Я не был на них похож.
Не помню, чтобы в мае 1968-го мне хоть раз захотелось выступить с пламенной речью на каком-нибудь митинге.
И уж тем более мне никогда не приходило в голову мечтать о будущем — только этого не хватало! — перед колоннами Пантеона, как это делают герои Жюля Ромэна, тоже студенты Эколь Нормаль [106].
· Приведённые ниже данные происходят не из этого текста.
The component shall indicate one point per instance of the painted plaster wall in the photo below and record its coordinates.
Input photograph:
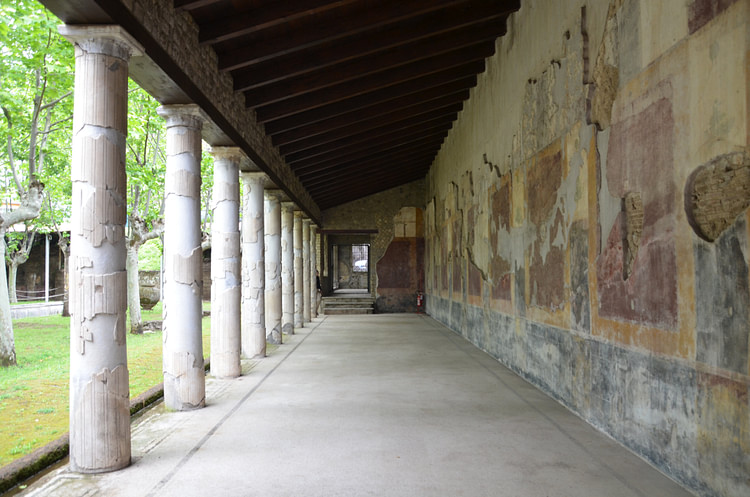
(557, 231)
(381, 212)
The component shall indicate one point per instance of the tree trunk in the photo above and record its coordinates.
(12, 277)
(134, 290)
(7, 343)
(66, 297)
Напротив, вспоминается совсем другое: 1966 год, первый день занятий, на галерее собрались все подготовительные классы, какой-то юноша сравнивает Помпиду с его однокашником, мало кому известным латинистом Пьером Грималем, и восхищается первым. Я, ни секунды не колеблясь, присоединяюсь к тем, кто смеется над пареньком, имевшим глупость мечтать о «провальной» жизни президента, всегда под прицелом телевизионных софитов. Дурачок не понимает величия жизниученого, которого мы постоянно видим лишь в читальном зале библиотеки, переводчика Сенеки, Плавта и Теренция, желанной и прекрасной для нас для всех жизни.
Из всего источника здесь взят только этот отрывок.